The shipping sector is faced by a consolidation trend resulting in increased vertical and horizontal integration. Moreover, the vast majority of the current world trade is being carried by the international shipping industry.
Without shipping, the import and export of goods on the scale necessary in our current economical and social environment would not be possible.
Ships are technically sophisticated, high value assets - larger hi-tech vessels can cost over US$150 million to build - and the operation of merchant ships generates an estimated annual income of over US$380 billion in freight rates, representing about 5% of the total global economy.
There are around 50,000 merchant ships trading internationally, transporting every kind of cargo. The world fleet is registered in over 150 nations, and manned by over a million seafarers of virtually every nationality.
Are you ready for mandatory CO2 emissions reporting?
Starting July 2019, ships arriving at, within or departing from a port under the jurisdiction of a Member State, and which have carried out voyages during 2018, need to carry a valid document of compliance (DOC) on board. A DOC will be issued by an accredited verifier when the ship’s Annual Emissions Report outlining the emissions data from voyages has been verified and found to be free from material misstatements and in accordance with the ship’s monitoring plan.
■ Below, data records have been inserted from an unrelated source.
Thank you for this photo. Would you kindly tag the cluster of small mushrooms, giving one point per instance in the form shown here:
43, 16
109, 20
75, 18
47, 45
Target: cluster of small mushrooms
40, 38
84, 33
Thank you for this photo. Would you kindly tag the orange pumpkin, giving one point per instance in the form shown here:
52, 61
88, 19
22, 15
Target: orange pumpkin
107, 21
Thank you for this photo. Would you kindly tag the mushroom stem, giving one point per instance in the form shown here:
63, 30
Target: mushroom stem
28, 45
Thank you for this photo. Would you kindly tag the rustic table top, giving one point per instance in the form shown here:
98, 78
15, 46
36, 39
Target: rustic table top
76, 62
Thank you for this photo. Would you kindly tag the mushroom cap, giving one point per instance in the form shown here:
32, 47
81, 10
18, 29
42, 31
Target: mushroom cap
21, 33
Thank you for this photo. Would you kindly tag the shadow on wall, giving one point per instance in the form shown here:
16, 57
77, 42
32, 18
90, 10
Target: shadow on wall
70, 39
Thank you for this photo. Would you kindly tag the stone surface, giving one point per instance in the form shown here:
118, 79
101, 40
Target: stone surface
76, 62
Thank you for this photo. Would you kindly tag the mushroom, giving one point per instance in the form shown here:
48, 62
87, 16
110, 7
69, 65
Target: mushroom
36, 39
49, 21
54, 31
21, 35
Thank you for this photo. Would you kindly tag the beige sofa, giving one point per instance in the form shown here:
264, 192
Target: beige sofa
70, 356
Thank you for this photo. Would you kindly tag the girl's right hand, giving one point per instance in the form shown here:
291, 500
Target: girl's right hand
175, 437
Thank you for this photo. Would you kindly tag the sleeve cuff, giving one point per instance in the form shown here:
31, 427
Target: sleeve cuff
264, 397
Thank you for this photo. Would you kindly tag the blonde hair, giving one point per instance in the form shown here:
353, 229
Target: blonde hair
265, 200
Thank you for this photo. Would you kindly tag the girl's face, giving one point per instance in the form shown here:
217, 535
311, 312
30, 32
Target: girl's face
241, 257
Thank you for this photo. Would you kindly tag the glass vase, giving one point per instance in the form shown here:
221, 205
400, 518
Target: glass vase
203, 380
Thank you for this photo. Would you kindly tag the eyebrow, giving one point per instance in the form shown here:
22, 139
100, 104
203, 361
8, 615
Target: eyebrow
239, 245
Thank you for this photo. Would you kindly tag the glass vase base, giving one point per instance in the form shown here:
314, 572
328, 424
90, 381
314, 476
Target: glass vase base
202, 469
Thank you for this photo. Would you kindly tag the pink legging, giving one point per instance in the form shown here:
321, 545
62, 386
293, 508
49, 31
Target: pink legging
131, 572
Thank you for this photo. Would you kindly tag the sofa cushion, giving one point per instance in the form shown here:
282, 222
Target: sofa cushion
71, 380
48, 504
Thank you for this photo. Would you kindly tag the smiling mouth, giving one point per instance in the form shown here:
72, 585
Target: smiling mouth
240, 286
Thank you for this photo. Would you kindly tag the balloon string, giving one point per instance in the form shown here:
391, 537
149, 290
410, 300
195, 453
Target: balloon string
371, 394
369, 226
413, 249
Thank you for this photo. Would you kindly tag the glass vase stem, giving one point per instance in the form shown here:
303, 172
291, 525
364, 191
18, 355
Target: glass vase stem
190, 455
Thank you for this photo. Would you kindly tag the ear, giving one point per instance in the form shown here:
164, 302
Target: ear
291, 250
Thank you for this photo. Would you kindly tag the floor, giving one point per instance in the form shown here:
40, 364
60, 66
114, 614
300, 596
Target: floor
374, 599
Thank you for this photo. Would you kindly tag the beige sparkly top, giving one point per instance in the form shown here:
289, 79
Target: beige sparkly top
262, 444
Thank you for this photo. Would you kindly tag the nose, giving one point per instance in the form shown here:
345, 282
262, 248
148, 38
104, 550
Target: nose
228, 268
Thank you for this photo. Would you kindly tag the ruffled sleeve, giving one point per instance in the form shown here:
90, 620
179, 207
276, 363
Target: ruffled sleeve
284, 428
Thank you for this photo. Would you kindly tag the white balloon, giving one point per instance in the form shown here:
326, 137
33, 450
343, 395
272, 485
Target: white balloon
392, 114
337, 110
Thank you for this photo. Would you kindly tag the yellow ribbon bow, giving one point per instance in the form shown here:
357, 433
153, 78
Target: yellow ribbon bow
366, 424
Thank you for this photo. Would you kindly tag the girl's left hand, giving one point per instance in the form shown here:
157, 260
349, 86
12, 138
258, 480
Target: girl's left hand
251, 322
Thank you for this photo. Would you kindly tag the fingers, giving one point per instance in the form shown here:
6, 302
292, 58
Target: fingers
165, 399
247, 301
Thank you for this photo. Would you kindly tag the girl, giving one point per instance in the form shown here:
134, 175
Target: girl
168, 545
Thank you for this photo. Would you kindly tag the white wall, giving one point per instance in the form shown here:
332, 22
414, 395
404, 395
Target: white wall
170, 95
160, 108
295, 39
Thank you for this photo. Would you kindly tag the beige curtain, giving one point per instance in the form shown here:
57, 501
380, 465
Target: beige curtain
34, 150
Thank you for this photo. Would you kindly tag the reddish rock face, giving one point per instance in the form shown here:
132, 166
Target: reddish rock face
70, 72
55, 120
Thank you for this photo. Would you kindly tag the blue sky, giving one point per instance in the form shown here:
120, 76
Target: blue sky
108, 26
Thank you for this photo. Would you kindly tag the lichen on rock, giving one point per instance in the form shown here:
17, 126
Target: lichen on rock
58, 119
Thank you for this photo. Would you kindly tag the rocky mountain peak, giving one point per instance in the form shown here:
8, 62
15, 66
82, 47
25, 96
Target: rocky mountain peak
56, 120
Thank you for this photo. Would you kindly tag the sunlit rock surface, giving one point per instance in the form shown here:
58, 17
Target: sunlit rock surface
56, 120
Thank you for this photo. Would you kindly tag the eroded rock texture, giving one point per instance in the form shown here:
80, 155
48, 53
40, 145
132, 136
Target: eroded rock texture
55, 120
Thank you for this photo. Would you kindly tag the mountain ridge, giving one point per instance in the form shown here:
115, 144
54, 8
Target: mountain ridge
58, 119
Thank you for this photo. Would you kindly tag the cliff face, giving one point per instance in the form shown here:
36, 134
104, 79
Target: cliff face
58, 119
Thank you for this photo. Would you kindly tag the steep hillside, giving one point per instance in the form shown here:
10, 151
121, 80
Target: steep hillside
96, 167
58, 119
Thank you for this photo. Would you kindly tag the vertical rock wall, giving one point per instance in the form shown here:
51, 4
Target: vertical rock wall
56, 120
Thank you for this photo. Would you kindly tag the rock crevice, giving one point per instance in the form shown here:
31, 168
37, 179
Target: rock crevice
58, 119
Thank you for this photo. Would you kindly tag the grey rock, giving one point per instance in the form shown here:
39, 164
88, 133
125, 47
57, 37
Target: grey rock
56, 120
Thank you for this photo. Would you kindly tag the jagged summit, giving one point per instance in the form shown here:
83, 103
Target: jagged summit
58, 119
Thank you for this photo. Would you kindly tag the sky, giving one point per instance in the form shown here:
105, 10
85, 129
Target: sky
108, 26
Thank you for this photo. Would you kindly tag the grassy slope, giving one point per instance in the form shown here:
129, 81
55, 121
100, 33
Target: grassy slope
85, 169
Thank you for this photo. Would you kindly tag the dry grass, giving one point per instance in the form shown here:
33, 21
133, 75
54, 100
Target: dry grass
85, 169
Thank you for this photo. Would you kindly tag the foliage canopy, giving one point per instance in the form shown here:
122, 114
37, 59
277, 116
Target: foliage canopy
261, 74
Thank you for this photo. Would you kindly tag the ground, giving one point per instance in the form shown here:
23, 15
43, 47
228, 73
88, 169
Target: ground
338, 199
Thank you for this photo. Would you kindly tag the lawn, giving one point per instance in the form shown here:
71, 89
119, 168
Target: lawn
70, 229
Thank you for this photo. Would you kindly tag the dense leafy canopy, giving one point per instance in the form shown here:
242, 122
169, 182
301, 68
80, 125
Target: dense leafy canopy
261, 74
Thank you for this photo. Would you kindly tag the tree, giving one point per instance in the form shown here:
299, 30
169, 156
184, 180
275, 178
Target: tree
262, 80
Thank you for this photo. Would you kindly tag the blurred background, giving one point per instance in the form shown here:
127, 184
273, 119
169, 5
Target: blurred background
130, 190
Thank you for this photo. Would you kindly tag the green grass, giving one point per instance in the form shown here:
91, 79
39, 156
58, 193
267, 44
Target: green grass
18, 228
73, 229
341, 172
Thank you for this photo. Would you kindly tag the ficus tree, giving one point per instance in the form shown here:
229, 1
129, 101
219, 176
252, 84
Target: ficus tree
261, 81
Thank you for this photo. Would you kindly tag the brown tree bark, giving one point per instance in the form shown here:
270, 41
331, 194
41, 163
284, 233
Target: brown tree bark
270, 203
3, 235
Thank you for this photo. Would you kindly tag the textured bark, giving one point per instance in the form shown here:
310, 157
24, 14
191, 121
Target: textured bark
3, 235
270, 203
This plan will also need to be assessed for compliance with EU legislation.
Reporting will be mandatory for ships > 5.000 gross tonnes
The matitime industry contributes to approximately 2.5% of global emissions, which is expected to double in the coming decades (in line with expected increase in trade volumes).
1st compliance deadline 31 August 2017
Estimated 180 megatonnes CO2 in scope based on 2010 data
April 30, 2019: Deadline for submitting a verified emissions report. June 30, 2019: Deadline for obtaining a document of compliance
An estimated 11.000 ships would need to comply
Shipping companies have the primary responsibility for adhering to high standards of safety and environmental performance. Regulating to ensure safety of life at sea has always been the principal function of the International Maritime Organisation (IMO), and the primary role of the International Chamber of Shipping (ICS).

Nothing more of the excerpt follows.